A Scalable Model: The Consortium of Cybersecurity Clinics
The clinic model’s effectiveness and scalability are driven by the innovations developed in the Consortium of Cybersecurity Clinics’ member clinics.
With 56 total members, the Consortium includes large research universities, small liberal arts colleges, community colleges, women’s colleges, and minority-serving institutions. Member clinics co-develop curricula, define best practices, and refine standardized methodologies that are shared and adapted by peers.

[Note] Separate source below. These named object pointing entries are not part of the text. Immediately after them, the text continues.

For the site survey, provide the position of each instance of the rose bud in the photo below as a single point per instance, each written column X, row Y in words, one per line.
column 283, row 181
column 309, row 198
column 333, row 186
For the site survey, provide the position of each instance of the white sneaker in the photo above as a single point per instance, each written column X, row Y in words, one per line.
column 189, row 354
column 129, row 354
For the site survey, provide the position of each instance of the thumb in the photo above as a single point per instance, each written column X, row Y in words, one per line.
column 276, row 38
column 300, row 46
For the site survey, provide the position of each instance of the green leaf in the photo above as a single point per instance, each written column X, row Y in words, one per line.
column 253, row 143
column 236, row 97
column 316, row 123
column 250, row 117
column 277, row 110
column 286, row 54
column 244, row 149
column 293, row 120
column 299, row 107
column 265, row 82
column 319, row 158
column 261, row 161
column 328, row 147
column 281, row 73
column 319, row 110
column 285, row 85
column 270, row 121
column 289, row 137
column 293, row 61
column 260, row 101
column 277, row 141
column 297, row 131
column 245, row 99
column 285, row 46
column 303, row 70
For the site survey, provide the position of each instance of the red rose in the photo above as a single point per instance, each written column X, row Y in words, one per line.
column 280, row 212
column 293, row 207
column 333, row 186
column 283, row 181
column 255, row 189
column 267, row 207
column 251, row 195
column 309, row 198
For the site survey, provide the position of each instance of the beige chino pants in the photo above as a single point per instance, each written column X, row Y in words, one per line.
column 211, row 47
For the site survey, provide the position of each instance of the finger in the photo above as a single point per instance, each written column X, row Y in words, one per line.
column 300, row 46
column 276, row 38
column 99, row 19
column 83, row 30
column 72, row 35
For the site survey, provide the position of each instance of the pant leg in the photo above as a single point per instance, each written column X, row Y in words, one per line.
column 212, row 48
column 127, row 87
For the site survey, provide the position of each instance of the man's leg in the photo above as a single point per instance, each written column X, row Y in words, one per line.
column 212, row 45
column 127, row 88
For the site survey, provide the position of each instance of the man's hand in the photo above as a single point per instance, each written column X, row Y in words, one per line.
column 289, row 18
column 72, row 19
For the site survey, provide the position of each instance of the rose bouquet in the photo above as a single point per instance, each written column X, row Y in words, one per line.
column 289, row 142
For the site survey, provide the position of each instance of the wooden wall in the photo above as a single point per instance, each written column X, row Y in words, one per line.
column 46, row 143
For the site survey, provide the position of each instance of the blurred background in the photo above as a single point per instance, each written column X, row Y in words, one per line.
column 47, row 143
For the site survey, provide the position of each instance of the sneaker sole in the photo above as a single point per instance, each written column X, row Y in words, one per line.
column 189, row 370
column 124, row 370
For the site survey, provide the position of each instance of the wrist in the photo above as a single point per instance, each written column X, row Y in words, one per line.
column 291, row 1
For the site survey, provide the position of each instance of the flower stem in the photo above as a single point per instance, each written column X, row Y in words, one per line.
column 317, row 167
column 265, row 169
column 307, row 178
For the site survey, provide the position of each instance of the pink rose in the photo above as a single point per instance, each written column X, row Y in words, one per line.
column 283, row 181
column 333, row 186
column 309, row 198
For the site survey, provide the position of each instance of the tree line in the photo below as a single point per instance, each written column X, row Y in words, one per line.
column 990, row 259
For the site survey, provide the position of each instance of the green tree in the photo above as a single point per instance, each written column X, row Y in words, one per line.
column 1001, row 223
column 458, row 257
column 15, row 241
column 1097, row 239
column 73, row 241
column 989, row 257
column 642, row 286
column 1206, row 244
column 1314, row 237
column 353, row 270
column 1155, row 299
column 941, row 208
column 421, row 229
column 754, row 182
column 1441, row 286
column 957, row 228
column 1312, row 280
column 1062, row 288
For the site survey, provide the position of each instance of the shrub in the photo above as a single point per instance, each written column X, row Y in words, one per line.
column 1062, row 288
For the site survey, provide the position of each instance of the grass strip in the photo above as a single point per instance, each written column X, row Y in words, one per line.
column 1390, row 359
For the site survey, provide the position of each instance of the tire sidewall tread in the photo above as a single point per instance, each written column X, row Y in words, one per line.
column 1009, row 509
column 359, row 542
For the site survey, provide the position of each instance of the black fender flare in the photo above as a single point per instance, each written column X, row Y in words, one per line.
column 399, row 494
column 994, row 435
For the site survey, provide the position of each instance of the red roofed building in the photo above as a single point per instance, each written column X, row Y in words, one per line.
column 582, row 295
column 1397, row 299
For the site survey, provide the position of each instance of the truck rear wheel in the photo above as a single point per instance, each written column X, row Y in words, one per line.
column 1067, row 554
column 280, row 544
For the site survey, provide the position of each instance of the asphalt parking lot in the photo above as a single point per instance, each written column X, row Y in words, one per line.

In conclusion, the Cyber Defense Review article argues that clinics are a field-tested model for strengthening national cyber resilience. The Consortium is transforming these efforts into a scalable cyber infrastructure that protects communities, supports critical services, and cultivates the cybersecurity workforce needed for tomorrow.
This article is an exciting first example of collaborative research and peer-reviewed scholarship on cybersecurity clinical education from the Consortium. Congratulations to the authors, Isak Nti Asare, Scott Shackelford, Jungwoo Chun and Sarah Powazek, for trailblazing this field of work, and thank you for your time, expertise, and dedication to supporting cybersecurity clinics.